Key Lime Pie {Recipe}


Happy Pie Day! I mean... Pi Day... but we all know that the proper way to celebrate is by eating pie rather than reciting the digits of an irrational number. Unless you love that sort of thing. In which case I won't judge you.

Now while I go eat a large variety of pies at a pie party tonight, please enjoy the recipe of one of my very favorite pies in the world (and the one I happened to make today). There's nothing quite like a good key lime pie, in my opinion.



KEY LIME PIE

Crust:
1 1/4 cups graham cracker crumbs
5 Tbsp melted butter
3 Tbsp sugar

Preheat the oven to 350 F. Combine the crumbs, butter, and sugar together and press the mixture into a 9" round pie pan. Bake for 5 minutes for a softer crust, or for 10 minutes for a crispier crust. (I like to do 8 minutes for a happy medium).

Filling:
7 egg yolks
4 Tsp lime zest
2 cans (14 oz. each) sweetened condensed milk
1 cup key lime juice

Mix the yolks with the lime zest until well blended, about a minute.
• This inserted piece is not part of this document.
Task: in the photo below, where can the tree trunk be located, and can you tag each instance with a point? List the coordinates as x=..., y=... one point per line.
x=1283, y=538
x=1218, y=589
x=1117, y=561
Add the sweetened condensed milk first and mix, then add the key lime juice and mix again. Pour the filling into the prepared pie crust and bake for 20-24 minutes (at 350 F) or until the filling is firm at the center. Remove it from the oven and let it cool completely on a wire rack. Then put it in the refrigerator and chill for 2-3 hours.

Take the pie out of the fridge about 20 minutes before serving to take the chill off. To finish the pie, take a half pint of whipping cream, sweeten it with a little sugar, and then whip it up until it becomes fluffy and thick. You can either put dollops of the cream on the pie, pipe it around the edge, or do what I do and cover the WHOLE pie with it. For a little aesthetic flair, I like putting a little more lime zest on top. It looks pretty.



The last step, of course, is to enjoy!!! It's so yummy. I've made two in the past week!